When we bless children in our congregations as part of a dedication service, our blessing is both a prayer and a promise. We pray that they will grow healthy and wise and full of wonder, that they will know hope and peace in their lives, that they will be comfort-able within themselves. We promise to love them, to care for them, and to pay attention to their needs, not only as parents but as a community.
That is what a blessing should be—a prayer and a promise.
I believe that Unitarian Universalists are thirsty for blessing.
A blessing is food for the soul—a way of nurturing one another that goes beyond platitudes and becomes the way that we choose to live. We might not always use the word, but when we reach toward one another with an offering of care, support, or simply the presence of our hearts, we become blessings in each other’s lives.
I once served a congregation that made a point to send valentines to members who had been ill, or who were homebound or in nursing facilities. I will never forget the member who told me, with tears in her eyes, how much difference that simple act made in her life. “Thank you,” she said. “It was incredibly nice to be thought of.” She talked about how hard it is to be away from the community which means so much to her, and how the cards brought connection and hope. It was a blessing.
We are thirsty for blessings.
When we are grieving, when we are going through a difficult time, or wrestling with a hard decision, the blessings we find in community and the blessings we give to one another, bring us courage and give us hope, keeping us grounded in reality and in the goodness of life.
We are thirsty for blessings.
When we are filled with joy, there are few blessings greater than to be part of a community in which we can share the fullness of our hearts, knowing that there are people who care, and who walk with us in celebration as much as in sorrow.

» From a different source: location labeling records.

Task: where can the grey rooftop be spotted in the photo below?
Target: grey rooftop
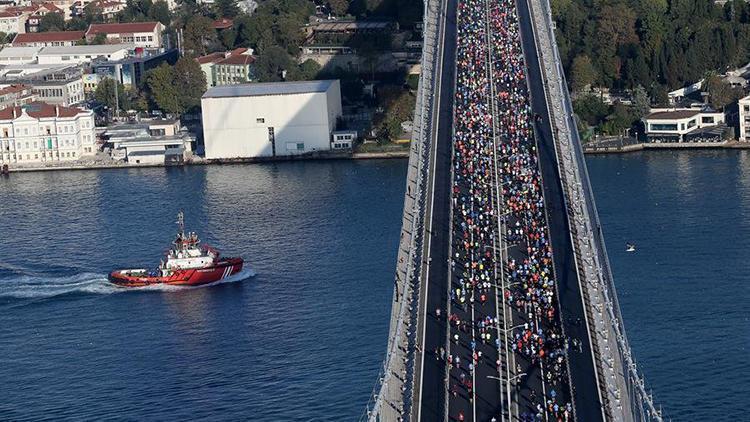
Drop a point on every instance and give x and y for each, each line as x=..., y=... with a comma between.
x=268, y=88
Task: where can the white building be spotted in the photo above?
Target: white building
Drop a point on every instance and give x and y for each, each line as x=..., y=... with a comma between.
x=270, y=119
x=142, y=34
x=681, y=125
x=13, y=22
x=38, y=133
x=343, y=139
x=83, y=53
x=744, y=104
x=19, y=55
x=47, y=39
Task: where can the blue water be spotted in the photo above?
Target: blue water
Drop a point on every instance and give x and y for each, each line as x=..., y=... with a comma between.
x=304, y=338
x=684, y=292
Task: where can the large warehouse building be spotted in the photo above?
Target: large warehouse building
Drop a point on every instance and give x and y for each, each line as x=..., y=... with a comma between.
x=270, y=119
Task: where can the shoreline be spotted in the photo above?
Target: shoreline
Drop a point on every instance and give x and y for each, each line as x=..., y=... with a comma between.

We are thirsty for blessings, and so I ask of you this: Bless one another. Whatever form your blessing might take, whether you use the word or simply bless with your actions, be a blessing to the people around you.
Listen to them. Let your love and compassion come through. Stand with one another, a presence without judgment, a comfort and an encouragement. You don’t need to solve all of the problems or make everything better; that is probably beyond your power. Just bless one another. And mean it.
This is the simplest way that I know to live a spirit-filled life, and you may never know the impact of your simple blessing—your words, your patience, your moment of remembering and caring for another soul. Bless one another.